Why not start with the absoluteness of the mathematical implications of Single-Payer. Everything else is a process with the private sector’s wish to continue the profit through pilfering modal.

The rest of the article is an enumeration of all the obstacles that a Single-Payer transition would face. None of them were more difficult than the draconian change to the Affordable Care Act who’s real difficulty was placating drug companies, health care deliverers, insurance companies, all before the patients.

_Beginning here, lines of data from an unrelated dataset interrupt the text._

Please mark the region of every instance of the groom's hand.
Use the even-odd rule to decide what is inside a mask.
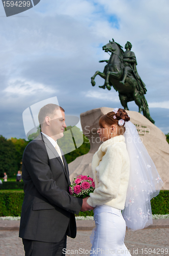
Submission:
[[[93,210],[94,208],[92,207],[89,204],[88,204],[87,201],[89,197],[86,197],[83,199],[83,203],[82,204],[81,211],[86,211],[86,210]]]

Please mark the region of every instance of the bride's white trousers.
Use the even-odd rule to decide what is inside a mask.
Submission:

Here are some irrefutable facts. Having multiple insurance companies for primary health care makes no sense. They are risk managers that split the nation into pools of sick and not-so-sick people to ensure that excess premiums collected go into the pockets of executives and shareholders. It is also costly to market this evil business model to convince Americans that one insurance company is better than the other. Paying a bill requires no innovation, so there is no need for a profit incentive.

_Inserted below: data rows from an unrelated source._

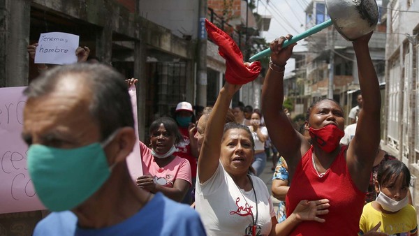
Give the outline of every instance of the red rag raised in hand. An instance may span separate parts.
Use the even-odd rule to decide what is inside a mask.
[[[219,54],[226,59],[226,80],[230,84],[244,84],[258,78],[262,70],[260,61],[245,65],[240,49],[228,34],[207,19],[205,28],[208,37],[219,46]]]

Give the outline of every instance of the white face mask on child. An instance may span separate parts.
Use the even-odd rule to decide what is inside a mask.
[[[407,198],[407,194],[404,198],[402,199],[399,201],[397,201],[395,200],[391,199],[385,194],[381,192],[380,189],[380,193],[377,196],[376,199],[376,202],[381,205],[381,207],[384,209],[387,212],[396,212],[402,209],[402,208],[404,207],[409,203],[409,198]]]

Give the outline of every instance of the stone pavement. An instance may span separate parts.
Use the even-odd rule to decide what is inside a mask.
[[[265,167],[265,169],[263,170],[263,172],[262,172],[262,174],[260,174],[260,175],[259,175],[259,178],[260,178],[260,179],[262,179],[262,180],[263,180],[263,182],[265,182],[265,184],[266,184],[266,186],[267,187],[267,190],[269,191],[270,193],[271,193],[271,187],[272,186],[272,176],[274,175],[274,171],[272,171],[271,170],[272,167],[272,156],[268,156],[267,161],[266,163],[266,166]],[[275,214],[277,214],[277,212],[278,211],[278,204],[279,202],[279,200],[278,199],[274,198],[272,196],[272,194],[271,194],[271,198],[272,199],[272,202],[274,203],[274,209],[275,210]]]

Drug/Pharmaceutical companies are just the welfare recipients of government-funded drug development. Don’t let their advertising and cries fool you. You pay them twice for the drugs. You pay to develop them with taxpayer dollars. And then they rip you off not to recover any expenses but under the tenet of “what the market will bear.” And what will the market bear? — your bankruptcy. Why aren’t taxpayers getting their fair share from massive pharma companies profits? Because we have a media that willfully concentrated on the issues least important to Americans.

When Americans want something done, they eventually do it. It, however, requires strong, persistent moral leaders to stand up and take all the incoming flak and hurdles and keep marching on. That is how America built the Panama Canal, what seemed then an engineering impossibility. That is how we got to the moon. That is how we got civil rights for all, women’s, LGBTQ’s rights even though they were not initially popular.

If Americans are informed truthfully, they will force politicians to do their job. Americans will ultimately realize that all the obstacles to Single-Payer are not financial but instead caused by the private sector’s refusal to accept that it is immoral to profit from and depend on people being continually sick for growth.